When was the last time that after repossessing a vehicle you took action to make sure all the consumers’ personal information stored in it was deleted? If your answer isn’t ‘today’- then you likely need to revisit your privacy practices to keep up with current and evolving legislation and protect your business.
Emerging legislation zeroes in on repossessions
Regulators are increasingly focusing on consumer privacy in the automotive sector, and rightfully so- a modern vehicle is essentially a collection of computers on wheels. Vehicles commonly capture everything from phone records and text messages to garage door codes associated with their home address – and more recent vehicles store information about social media, photos taken, calendar entries, web browser histories, payment systems, and much more! When a vehicle is repossessed, the information from the current user isn’t deleted out of the system unless someone physically goes in and follows a series of vehicle specific procedures to delete it. And just like all other electronic devices your company owns that store unencrypted information about your customers, if you re-sell that vehicle without deleting the Personal Information of the previous user(s), you – as the legal owner of the vehicle, have a privacy and data security nightmare on your hands.

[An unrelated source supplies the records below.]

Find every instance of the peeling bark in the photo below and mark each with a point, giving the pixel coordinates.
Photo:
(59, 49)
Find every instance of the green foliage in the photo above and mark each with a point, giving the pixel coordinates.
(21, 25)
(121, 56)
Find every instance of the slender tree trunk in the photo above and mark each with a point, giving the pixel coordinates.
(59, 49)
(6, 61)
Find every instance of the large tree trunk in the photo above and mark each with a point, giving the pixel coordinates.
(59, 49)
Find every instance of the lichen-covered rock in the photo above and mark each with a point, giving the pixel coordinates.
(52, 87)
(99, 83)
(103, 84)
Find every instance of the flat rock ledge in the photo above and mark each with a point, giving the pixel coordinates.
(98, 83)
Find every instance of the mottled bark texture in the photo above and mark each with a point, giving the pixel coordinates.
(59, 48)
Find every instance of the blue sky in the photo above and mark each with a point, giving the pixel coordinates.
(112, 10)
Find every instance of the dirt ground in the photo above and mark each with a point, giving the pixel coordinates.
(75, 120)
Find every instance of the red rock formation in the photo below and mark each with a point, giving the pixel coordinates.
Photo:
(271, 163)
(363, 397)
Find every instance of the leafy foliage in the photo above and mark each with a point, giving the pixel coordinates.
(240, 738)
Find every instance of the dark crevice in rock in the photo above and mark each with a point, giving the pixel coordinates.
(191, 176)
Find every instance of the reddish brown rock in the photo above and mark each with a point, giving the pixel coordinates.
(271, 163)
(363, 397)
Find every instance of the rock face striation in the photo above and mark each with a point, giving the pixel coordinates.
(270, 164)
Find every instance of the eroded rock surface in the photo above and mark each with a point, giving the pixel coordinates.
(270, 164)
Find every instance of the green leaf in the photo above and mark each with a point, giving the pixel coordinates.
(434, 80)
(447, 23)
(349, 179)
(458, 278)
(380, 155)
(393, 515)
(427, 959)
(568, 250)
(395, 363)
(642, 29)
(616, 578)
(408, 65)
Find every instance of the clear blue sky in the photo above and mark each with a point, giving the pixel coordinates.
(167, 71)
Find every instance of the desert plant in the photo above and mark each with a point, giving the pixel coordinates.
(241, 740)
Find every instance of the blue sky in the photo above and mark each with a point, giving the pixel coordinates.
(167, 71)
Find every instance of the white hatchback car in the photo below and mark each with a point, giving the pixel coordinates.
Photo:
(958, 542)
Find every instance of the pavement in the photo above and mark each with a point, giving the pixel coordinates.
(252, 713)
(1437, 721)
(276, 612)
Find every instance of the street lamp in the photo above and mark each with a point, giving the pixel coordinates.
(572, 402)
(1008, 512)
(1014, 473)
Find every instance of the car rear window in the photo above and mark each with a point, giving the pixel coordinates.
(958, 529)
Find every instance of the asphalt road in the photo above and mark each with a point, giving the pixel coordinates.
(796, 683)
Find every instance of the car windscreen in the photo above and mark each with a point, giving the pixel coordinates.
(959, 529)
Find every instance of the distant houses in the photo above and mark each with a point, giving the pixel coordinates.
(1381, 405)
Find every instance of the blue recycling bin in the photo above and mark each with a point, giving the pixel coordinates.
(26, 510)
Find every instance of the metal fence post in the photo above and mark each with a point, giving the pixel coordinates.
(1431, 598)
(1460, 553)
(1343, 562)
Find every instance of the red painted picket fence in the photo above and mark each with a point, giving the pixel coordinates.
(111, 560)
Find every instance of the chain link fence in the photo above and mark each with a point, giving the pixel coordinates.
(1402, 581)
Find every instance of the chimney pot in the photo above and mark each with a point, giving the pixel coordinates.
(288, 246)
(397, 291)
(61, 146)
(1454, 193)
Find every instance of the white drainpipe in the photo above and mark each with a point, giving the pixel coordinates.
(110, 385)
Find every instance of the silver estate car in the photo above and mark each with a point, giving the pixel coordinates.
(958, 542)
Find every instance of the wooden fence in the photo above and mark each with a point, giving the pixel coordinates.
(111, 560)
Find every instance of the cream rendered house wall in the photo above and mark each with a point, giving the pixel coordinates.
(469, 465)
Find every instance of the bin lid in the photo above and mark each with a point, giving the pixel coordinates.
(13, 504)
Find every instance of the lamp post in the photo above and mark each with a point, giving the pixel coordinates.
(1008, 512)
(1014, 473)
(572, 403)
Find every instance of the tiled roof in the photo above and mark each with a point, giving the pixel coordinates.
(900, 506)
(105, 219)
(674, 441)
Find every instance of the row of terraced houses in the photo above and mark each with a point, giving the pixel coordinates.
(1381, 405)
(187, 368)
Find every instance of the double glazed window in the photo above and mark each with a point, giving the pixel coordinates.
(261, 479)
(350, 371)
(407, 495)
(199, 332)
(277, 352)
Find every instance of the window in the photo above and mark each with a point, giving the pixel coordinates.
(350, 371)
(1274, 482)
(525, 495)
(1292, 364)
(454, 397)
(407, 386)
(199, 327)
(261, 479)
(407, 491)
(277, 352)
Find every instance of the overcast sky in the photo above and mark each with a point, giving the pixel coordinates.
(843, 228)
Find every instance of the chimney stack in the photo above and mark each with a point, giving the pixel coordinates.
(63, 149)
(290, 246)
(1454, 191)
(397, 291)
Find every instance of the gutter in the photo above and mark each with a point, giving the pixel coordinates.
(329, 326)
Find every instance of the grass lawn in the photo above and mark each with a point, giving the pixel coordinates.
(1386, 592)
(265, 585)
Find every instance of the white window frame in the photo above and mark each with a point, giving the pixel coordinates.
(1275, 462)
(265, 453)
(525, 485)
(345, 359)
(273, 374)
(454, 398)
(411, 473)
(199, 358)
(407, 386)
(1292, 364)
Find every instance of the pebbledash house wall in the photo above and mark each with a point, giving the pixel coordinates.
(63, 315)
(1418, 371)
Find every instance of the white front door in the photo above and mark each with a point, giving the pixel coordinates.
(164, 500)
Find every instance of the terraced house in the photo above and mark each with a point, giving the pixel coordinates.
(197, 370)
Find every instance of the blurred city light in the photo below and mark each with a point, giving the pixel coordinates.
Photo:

New legislation has emerged over the last year that aims to protect consumers. The impact, however, will be felt most by you, the lenders, as the responsibility to delete the information has shifted to your plate. Take, for example, Illinois Senate Bill SB800 which amended The Collateral Recovery Act and recently imposed new requirements for all repossessions performed within the State of Illinois.
The Act, which was signed by Governor Pritzker earlier this summer, will see the bill come into effect on January 1. This means that any regulated entity that has historically repossessed or may repossess in the future automobiles in the state of Illinois, has three months to meet the new compliance requirements and protection standards set by the law.
How you can protect your customers, and your business
Three months might not sound like a long time to implement new procedures, but if you do any business in the state of Illinois, these next twelve weeks will prove pivotal to establishing set guidelines for data deletion in your repossessions.
First, create a plan to ensure data is deleted immediately upon all repossessions. Reach out to your repossession agents or your forwarders, and make sure they understand the importance of deleting this data and the risks that exist if the data is not deleted properly. Make sure you make arrangements with them to ensure they can power the vehicles (i.e., agents must have a valid electronic key) to perform the operation, and that they keep good compliance records for each and every vehicle you repossess.
And if you’re not doing repossessions in the state of Illinois, don’t breathe a sigh of relief just yet. Illinois has proven to be a legislation leader when it comes to consumer privacy. What happens in Illinois tends to make its way to other states, and quickly under D.C.’s watchful eye, faster than you might think. Now is the time to act to protect your customers, and your business.